A Gender Rights Activist working with the tribal and marginalized communities in india, Srilekha is a PhD scholar working on understanding body and sexuality among tribal girls, to fill the gaps in research around indigenous women and their stories. Srilekha has worked extensively at the grassroots level with community based organisations, through several advocacy initiatives around Gender, Mental Health, Menstrual Hygiene and Sexual and Reproductive Health Rights (SRHR) for the indigenous in Jharkhand, over the last 6 years.

Srilekha has also contributed to sustainable livelihood projects and legal aid programs for survivors of sex trafficking. She has been conducting research based programs on maternal health, mental health, gender based violence, sex and sexuality. Her interest lies in conducting workshops for young people on life skills, feminism, gender and sexuality, trauma, resilience and interpersonal relationships.

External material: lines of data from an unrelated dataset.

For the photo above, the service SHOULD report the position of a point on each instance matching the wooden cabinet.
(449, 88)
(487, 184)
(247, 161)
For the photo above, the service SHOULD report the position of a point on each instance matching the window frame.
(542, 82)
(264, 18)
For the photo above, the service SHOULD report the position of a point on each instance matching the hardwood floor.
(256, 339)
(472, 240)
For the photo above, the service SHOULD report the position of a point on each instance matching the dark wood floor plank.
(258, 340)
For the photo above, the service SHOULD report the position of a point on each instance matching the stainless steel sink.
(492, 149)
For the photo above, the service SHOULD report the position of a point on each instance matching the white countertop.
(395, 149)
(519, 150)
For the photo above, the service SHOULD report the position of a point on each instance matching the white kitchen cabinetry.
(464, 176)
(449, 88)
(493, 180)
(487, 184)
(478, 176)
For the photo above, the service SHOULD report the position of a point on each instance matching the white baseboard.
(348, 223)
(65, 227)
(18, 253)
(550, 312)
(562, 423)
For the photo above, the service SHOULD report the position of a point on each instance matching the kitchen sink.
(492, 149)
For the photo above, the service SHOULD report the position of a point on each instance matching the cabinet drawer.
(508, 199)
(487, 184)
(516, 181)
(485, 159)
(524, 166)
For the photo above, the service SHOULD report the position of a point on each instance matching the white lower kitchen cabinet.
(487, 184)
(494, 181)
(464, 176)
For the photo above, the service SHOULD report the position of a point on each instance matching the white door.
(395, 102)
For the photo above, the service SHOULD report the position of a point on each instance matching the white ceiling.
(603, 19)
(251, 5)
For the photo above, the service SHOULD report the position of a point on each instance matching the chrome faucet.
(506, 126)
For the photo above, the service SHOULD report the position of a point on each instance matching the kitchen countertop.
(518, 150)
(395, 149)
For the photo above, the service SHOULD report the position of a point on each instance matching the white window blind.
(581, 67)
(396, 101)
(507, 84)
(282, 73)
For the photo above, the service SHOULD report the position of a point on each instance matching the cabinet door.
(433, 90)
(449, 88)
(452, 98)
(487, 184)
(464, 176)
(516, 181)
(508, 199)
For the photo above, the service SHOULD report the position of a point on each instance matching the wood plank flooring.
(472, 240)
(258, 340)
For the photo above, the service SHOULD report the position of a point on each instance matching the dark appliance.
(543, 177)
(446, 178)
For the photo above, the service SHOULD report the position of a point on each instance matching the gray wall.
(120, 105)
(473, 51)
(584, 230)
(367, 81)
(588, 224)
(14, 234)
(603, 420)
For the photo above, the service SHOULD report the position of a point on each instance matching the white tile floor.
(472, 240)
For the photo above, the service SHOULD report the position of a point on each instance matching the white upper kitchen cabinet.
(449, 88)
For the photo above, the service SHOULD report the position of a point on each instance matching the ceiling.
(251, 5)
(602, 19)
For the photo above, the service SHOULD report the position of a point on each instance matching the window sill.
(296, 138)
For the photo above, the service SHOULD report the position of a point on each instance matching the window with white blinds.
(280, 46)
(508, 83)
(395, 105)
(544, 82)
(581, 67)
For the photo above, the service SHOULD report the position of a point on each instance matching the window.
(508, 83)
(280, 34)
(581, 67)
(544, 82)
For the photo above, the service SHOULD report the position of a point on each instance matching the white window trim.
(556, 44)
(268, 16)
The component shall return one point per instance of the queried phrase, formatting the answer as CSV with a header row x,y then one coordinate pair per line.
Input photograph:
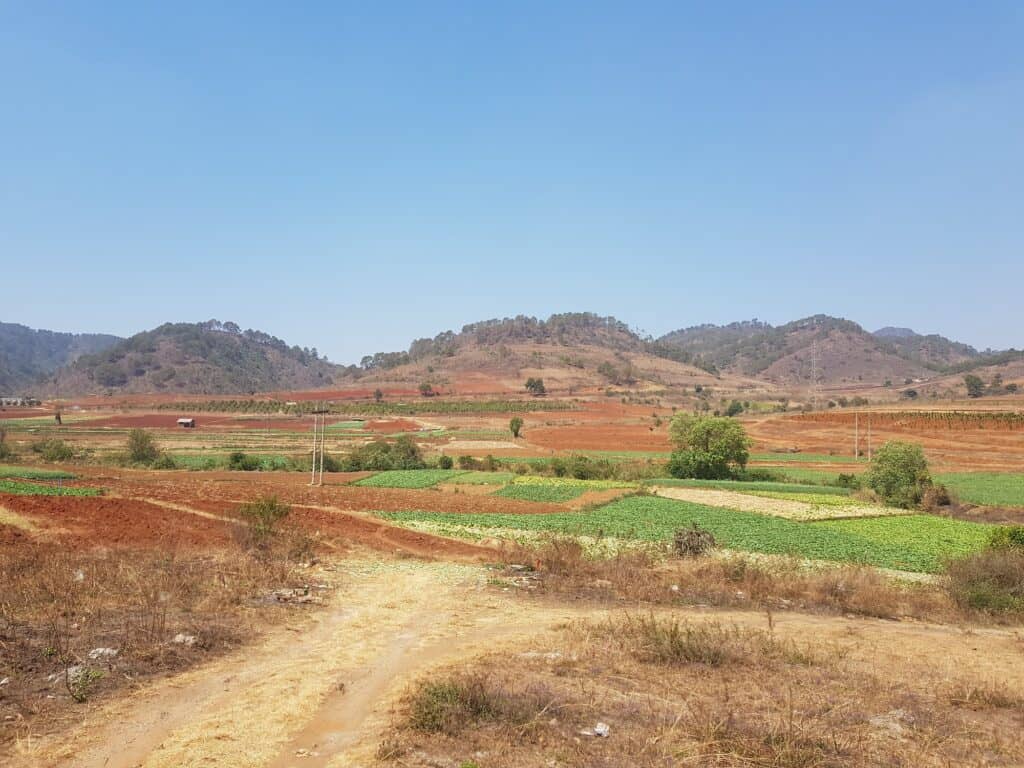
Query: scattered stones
x,y
299,595
601,730
75,673
893,722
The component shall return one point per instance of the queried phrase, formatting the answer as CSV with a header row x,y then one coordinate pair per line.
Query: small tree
x,y
261,517
707,446
141,448
975,386
899,474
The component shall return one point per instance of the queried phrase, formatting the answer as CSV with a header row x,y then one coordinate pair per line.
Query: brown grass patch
x,y
702,693
153,612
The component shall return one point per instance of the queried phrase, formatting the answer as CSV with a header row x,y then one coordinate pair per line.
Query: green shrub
x,y
1008,538
899,474
381,456
847,480
708,446
6,452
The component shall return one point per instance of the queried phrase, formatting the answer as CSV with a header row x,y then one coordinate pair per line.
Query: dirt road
x,y
320,692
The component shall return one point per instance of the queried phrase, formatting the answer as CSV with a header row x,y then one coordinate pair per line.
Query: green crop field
x,y
804,458
748,485
916,543
409,478
31,488
34,473
535,493
990,488
482,478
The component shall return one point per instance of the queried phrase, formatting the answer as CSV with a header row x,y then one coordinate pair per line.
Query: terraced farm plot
x,y
410,478
915,543
802,458
482,478
791,506
34,473
989,488
744,485
535,493
16,487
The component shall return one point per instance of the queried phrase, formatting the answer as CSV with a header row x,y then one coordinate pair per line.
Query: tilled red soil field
x,y
599,437
949,450
90,521
169,421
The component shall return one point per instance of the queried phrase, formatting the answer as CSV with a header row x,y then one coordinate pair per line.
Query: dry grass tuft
x,y
57,607
986,695
990,581
451,705
669,640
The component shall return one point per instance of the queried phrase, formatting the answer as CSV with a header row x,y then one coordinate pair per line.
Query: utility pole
x,y
856,435
323,441
312,462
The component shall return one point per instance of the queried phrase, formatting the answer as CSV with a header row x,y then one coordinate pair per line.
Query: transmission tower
x,y
815,382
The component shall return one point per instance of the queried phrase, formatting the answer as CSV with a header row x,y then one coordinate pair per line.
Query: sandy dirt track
x,y
321,691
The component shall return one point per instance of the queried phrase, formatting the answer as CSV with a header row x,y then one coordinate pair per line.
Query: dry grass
x,y
704,694
672,641
735,581
57,607
990,581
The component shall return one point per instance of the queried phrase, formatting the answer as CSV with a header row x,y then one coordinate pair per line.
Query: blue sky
x,y
351,175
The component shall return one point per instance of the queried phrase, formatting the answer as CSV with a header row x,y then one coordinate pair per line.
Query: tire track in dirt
x,y
394,621
311,686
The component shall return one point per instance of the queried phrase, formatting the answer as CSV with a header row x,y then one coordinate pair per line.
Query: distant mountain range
x,y
29,356
845,351
578,349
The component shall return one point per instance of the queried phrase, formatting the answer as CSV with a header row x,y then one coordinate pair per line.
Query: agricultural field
x,y
913,543
997,489
410,478
380,557
18,487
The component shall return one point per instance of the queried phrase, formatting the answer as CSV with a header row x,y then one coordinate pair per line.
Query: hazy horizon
x,y
352,178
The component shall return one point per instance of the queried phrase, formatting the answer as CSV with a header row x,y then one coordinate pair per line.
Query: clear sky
x,y
352,175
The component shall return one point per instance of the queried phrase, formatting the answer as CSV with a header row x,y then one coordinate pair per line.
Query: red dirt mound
x,y
379,535
87,521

A Guwahati-based college student pursuing her Masters in Tata Institute of Social Sciences, Bidisha started the #BleedwithDignity campaign on the technology platform Change.org, demanding that the Government of Assam install
biodegradable sanitary pad vending machines in all government schools across the state. Her petition on Change.org has already gathered support from over 90000 people and continues to grow.

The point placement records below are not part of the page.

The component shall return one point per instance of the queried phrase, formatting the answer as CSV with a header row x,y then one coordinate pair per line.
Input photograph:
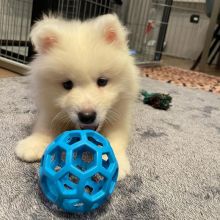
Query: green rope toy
x,y
157,100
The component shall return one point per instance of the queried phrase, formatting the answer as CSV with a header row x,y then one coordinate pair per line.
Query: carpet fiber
x,y
175,157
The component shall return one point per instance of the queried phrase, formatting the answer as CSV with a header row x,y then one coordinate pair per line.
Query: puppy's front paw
x,y
32,148
124,167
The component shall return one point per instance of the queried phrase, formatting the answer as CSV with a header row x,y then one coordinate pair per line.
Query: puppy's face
x,y
81,69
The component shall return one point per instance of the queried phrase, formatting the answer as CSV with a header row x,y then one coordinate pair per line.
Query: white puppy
x,y
83,78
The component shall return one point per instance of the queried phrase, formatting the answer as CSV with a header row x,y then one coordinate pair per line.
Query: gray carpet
x,y
175,156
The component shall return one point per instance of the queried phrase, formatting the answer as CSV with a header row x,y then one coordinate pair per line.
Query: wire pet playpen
x,y
156,27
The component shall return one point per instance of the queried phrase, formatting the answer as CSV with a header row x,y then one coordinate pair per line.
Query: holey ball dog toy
x,y
78,171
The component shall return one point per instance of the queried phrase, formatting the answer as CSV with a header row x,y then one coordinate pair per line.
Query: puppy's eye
x,y
68,85
101,82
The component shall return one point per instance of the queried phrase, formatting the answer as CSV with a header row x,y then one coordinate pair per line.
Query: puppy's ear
x,y
45,34
112,31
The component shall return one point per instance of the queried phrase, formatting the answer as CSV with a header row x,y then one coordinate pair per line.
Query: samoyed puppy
x,y
83,78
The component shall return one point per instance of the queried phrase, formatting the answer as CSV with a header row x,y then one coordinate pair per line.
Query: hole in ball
x,y
57,168
87,156
72,140
79,204
94,141
97,177
67,187
73,178
88,189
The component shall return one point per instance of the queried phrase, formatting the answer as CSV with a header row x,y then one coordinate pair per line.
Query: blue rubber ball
x,y
78,171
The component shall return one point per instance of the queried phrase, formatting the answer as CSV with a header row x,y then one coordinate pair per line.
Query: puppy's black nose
x,y
87,117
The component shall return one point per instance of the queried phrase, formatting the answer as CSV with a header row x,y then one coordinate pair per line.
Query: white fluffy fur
x,y
81,52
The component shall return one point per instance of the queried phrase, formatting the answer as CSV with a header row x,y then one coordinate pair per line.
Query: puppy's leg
x,y
32,148
118,138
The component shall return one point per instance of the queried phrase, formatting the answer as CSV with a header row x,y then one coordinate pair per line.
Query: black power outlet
x,y
194,19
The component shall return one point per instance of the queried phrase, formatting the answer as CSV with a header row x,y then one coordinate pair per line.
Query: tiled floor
x,y
6,73
187,64
184,77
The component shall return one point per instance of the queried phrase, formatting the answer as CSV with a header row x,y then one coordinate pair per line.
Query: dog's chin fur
x,y
81,52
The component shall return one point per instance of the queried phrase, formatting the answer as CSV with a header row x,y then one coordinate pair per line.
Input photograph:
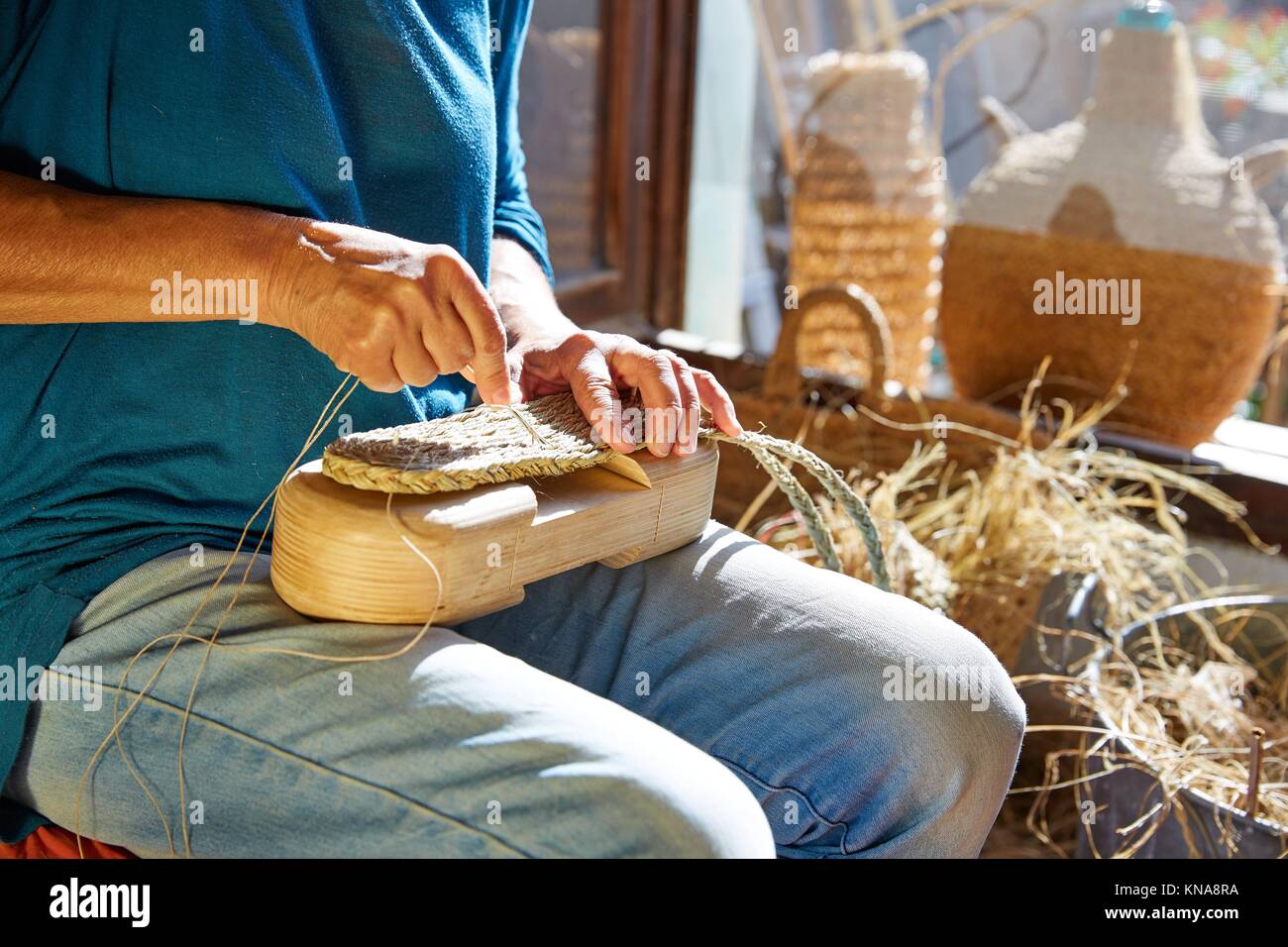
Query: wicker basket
x,y
1133,189
845,434
868,209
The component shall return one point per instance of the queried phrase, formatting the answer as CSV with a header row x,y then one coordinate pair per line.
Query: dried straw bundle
x,y
1185,744
987,541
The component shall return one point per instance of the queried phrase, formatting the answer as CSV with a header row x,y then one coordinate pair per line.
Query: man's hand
x,y
552,355
595,367
387,309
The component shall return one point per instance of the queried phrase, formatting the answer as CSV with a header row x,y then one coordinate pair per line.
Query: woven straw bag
x,y
870,431
1133,189
868,209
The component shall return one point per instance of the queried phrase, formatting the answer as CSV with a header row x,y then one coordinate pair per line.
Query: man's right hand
x,y
386,309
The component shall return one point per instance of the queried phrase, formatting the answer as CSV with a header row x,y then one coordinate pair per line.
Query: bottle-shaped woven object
x,y
868,209
1120,237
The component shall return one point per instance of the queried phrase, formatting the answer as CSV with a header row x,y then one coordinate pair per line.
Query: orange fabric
x,y
52,841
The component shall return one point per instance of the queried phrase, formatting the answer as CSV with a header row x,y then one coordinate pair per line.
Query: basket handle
x,y
784,371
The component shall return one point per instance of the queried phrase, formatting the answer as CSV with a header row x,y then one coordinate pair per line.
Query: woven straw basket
x,y
845,436
1133,189
867,209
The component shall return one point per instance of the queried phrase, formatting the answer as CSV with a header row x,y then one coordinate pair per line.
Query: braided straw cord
x,y
550,436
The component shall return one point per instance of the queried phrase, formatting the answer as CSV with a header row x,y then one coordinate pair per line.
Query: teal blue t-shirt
x,y
130,440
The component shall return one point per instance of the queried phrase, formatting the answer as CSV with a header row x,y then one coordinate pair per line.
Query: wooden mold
x,y
338,556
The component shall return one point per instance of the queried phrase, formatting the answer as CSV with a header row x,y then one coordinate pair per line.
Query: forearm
x,y
68,257
523,296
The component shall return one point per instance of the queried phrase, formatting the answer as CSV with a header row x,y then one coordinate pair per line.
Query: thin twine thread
x,y
323,421
773,454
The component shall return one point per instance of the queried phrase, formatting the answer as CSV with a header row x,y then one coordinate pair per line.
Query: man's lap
x,y
771,667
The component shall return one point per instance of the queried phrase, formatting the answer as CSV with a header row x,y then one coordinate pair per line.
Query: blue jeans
x,y
720,699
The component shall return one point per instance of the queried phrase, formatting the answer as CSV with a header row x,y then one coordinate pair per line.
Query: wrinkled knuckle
x,y
660,363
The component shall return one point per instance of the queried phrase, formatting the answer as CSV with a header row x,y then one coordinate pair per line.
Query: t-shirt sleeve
x,y
514,217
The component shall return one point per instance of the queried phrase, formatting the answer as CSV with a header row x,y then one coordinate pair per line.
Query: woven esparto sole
x,y
484,445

Bidisha was selected in Change.org’s flagship program ‘She Creates Change’ having run successful online advocacy
campaigns, which were widely recognised. Through the #BleedwithDignity campaign; she organised and celebrated World Menstrual Hygiene Day, 2019 in Guwahati, Assam by hosting a wall mural by collaborating with local organisations. The initiative was widely covered by national and local media, and the mural was later inaugurated by the event’s chief guest Commissioner of Guwahati Municipal Corporation (GMC) Debeswar Malakar, IAS.